2. Could anyone give advice regarding hardware-care?

Having the camera standing all day long outdoor might cause it to overheat. Any advice on that?

Storage issues: my 5Dmk3 raw files are ~32MB in size.

Taking 1 photo per minute for 12 hours would result in 22.5GB of raws and data for a 30 sec video, which would be no challenge.

But taking 4 photos per minute to get 120 sec video would require 90GB of raws. Not having 64GB memory cards, I wonder whether it's practical to switch cards, or would I need to buy at least one larger card, or am I aiming too high for a 'follow the sun' time lapse?

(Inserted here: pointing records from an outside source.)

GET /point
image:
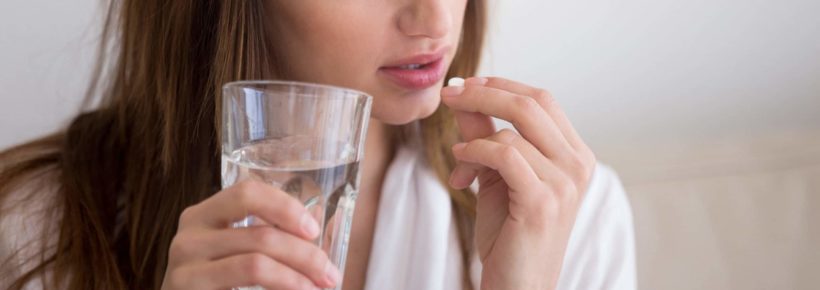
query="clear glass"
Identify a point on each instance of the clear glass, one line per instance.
(305, 139)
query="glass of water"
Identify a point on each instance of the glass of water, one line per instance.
(305, 139)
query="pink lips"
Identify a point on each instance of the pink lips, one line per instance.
(430, 71)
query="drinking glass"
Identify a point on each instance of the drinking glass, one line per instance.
(305, 139)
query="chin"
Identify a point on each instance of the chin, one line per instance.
(401, 109)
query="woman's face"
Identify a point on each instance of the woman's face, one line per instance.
(372, 45)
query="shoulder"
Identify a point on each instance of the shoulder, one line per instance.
(29, 210)
(601, 251)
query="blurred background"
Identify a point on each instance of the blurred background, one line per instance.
(708, 109)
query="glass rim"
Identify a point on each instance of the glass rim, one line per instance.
(250, 83)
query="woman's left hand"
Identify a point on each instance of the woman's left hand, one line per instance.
(530, 185)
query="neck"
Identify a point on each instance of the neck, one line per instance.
(377, 156)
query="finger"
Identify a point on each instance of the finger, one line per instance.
(503, 158)
(298, 254)
(471, 125)
(251, 197)
(546, 101)
(238, 271)
(522, 111)
(541, 165)
(464, 174)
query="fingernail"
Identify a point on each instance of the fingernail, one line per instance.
(476, 81)
(309, 225)
(333, 274)
(451, 91)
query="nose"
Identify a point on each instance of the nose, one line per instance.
(427, 18)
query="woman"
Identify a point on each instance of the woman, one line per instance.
(127, 196)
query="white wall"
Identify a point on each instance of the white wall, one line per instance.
(635, 71)
(626, 70)
(46, 51)
(674, 94)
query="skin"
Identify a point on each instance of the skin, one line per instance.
(531, 183)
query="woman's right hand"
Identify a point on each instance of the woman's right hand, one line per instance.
(207, 253)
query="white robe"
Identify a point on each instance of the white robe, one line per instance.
(415, 242)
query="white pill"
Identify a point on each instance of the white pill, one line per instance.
(455, 82)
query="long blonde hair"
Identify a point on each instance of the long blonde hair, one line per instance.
(128, 167)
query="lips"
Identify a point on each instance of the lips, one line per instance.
(416, 72)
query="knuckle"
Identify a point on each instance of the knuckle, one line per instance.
(525, 104)
(508, 154)
(267, 236)
(544, 97)
(291, 280)
(257, 267)
(318, 259)
(564, 190)
(506, 136)
(244, 193)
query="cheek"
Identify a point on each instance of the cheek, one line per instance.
(332, 47)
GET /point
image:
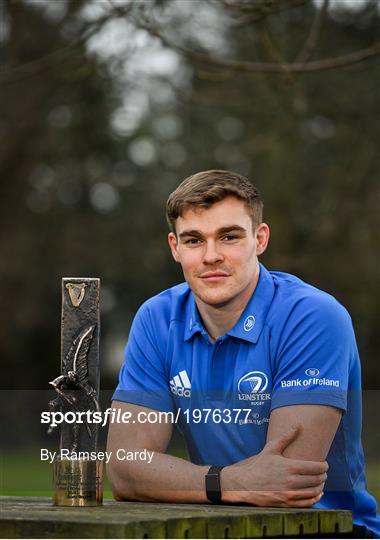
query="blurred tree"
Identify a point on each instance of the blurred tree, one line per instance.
(105, 106)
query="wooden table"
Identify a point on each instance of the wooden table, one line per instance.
(32, 517)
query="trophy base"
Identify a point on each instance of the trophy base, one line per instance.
(78, 482)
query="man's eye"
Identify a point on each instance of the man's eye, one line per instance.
(192, 241)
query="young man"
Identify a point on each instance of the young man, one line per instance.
(259, 369)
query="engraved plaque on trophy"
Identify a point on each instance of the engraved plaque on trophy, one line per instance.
(77, 479)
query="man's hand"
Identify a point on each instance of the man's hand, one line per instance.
(270, 479)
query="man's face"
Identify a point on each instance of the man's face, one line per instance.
(217, 250)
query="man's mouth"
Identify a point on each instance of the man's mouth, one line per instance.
(214, 276)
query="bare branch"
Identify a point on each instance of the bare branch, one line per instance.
(312, 39)
(268, 67)
(28, 69)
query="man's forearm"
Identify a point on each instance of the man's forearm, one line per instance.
(165, 478)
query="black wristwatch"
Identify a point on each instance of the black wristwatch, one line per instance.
(213, 491)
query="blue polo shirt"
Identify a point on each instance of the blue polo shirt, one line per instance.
(293, 345)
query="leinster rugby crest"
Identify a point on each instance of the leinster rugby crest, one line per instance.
(253, 387)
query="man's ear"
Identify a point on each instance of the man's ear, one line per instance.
(173, 244)
(262, 238)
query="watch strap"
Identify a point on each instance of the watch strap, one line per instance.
(213, 489)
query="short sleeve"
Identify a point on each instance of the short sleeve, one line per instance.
(142, 379)
(314, 352)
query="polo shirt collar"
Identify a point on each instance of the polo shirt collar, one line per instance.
(251, 321)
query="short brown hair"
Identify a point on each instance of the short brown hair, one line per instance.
(205, 188)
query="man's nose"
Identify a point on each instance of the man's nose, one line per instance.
(212, 254)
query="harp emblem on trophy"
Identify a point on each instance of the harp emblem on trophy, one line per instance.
(76, 292)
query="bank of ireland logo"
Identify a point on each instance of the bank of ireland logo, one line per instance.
(312, 372)
(249, 323)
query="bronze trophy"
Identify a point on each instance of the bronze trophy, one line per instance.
(77, 478)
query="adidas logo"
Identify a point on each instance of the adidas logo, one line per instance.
(180, 385)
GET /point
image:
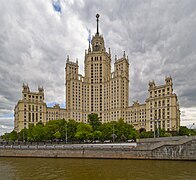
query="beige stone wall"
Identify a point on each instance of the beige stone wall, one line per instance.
(32, 109)
(103, 92)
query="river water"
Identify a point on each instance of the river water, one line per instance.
(90, 169)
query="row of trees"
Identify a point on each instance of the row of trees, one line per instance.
(94, 130)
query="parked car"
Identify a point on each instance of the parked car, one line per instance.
(96, 141)
(107, 141)
(130, 140)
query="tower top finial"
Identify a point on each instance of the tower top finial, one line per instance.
(97, 16)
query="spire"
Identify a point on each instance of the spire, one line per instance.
(124, 55)
(67, 58)
(97, 16)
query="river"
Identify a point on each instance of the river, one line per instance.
(90, 169)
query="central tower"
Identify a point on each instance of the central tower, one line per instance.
(99, 90)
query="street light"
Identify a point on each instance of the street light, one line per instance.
(66, 133)
(192, 125)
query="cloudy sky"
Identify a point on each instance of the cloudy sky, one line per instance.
(159, 36)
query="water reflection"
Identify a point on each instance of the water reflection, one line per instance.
(45, 168)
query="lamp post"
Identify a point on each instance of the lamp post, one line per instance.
(158, 128)
(154, 129)
(192, 125)
(66, 133)
(113, 135)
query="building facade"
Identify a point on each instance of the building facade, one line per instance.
(103, 92)
(32, 109)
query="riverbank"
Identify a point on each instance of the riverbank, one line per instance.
(173, 148)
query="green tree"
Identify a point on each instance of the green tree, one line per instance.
(13, 136)
(97, 135)
(84, 131)
(107, 131)
(94, 121)
(57, 135)
(71, 129)
(23, 134)
(183, 130)
(38, 133)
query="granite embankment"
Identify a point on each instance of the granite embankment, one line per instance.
(173, 148)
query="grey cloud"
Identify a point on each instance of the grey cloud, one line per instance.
(158, 36)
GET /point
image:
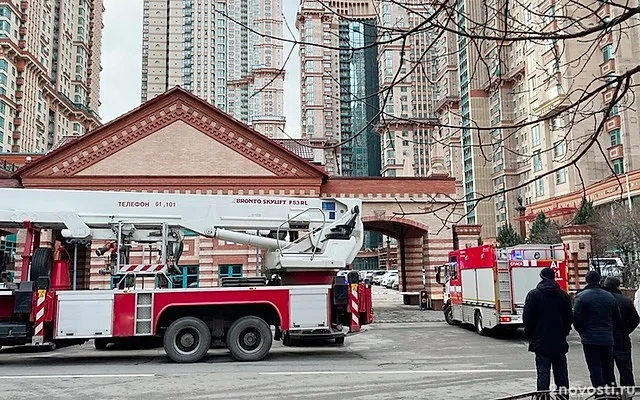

Batteries: I have two LP-E6 batteries. Suppoing I would buy a grip, I gather 12 hrs * 60 min/hr * 2 photos/min = 1,440 would be as much as I could get out of them (with live view off, of course). Switching batteries would introduce too long a break - is there a way to get around this limit?

Thanks!


----------



## kaihp (Jul 20, 2015)

Antono Refa said:


> Having the camera standing all day long outdoor might cause it to overheat. Any advice on that?
> 
> Storage issues: my 5Dmk3 raw files are ~32MB in size.
> 
> ...



Advice: I wouldn't start out with a full-day timelapse as my first project. Start with something simpler and of shorter duration to build experince. Like a sunset over, say, 30 minutes.

If you're going to put your camera out for a whole day, then you need to protect it from heat and rain. Prepare for that.

Memory cards: I am quite convinced that you could switch it in 15 seconds, although I haven't tried to do it under a hard real-time deadline. If you have a large-capacity SDHC/XC card, you could add that and let the camera overflow to the SD slot. Remember that the 5D3 refuses to store date to the cards while memory card door is open, so this won't help you to get a longer swapping time.
Alternative: Since you won't have a high datarate for the timelapses, you _could_ buy a cheap high-capacity SDXC card for this purpose.

Battery: I have made 2528 shots in a single day on a single LP-E6 battery and still had ~20% power left on the battery. You should be fine.


----------



## Antono Refa (Jul 20, 2015)

kaihp said:


> Advice: I wouldn't start out with a full-day timelapse as my first project. Start with something simpler and of shorter duration to build experince. Like a sunset over, say, 30 minutes.



Point well made & taken.



kaihp said:


> If you're going to put your camera out for a whole day, then you need to protect it from heat and rain. Prepare for that.



I'm sure there wouldn't be any rain, question is how to protect it against heat, esp as I'd like to shoot a landscape with the sun in it. I thought of making a hole in a white umbrella, and have the lens' front element stick out of it, having the umbrella cast a shadow on the camera.



kaihp said:


> Memory cards: I am quite convinced that you could switch it in 15 seconds, although I haven't tried to do it under a hard real-time deadline. If you have a large-capacity SDHC/XC card, you could add that and let the camera overflow to the SD slot. Remember that the 5D3 refuses to store date to the cards while memory card door is open, so this won't help you to get a longer swapping time.



I thought of using the cheapest large SD card w/ adapter in the CF card, and let that overflow to a second (again, cheapest large) SD card in the SD slot. I'm not certain what would happen if I switch the first one - would the camera overflow to it when the second card is full?




kaihp said:


> Battery: I have made 2528 shots in a single day on a single LP-E6 battery and still had ~20% power left on the battery. You should be fine.



Good news.

Thanks for your reply!


----------



## distant.star (Jul 20, 2015)

.
This is the best thing I've seen on the subject...

https://youtu.be/vGFnrOsdobw


----------



## RustyTheGeek (Jul 24, 2015)

*distant.star*, that's a great tutorial!!

I also think this might come in handy...

http://www.thewhippersnapper.com/LittleBramper/Site/Home.html


----------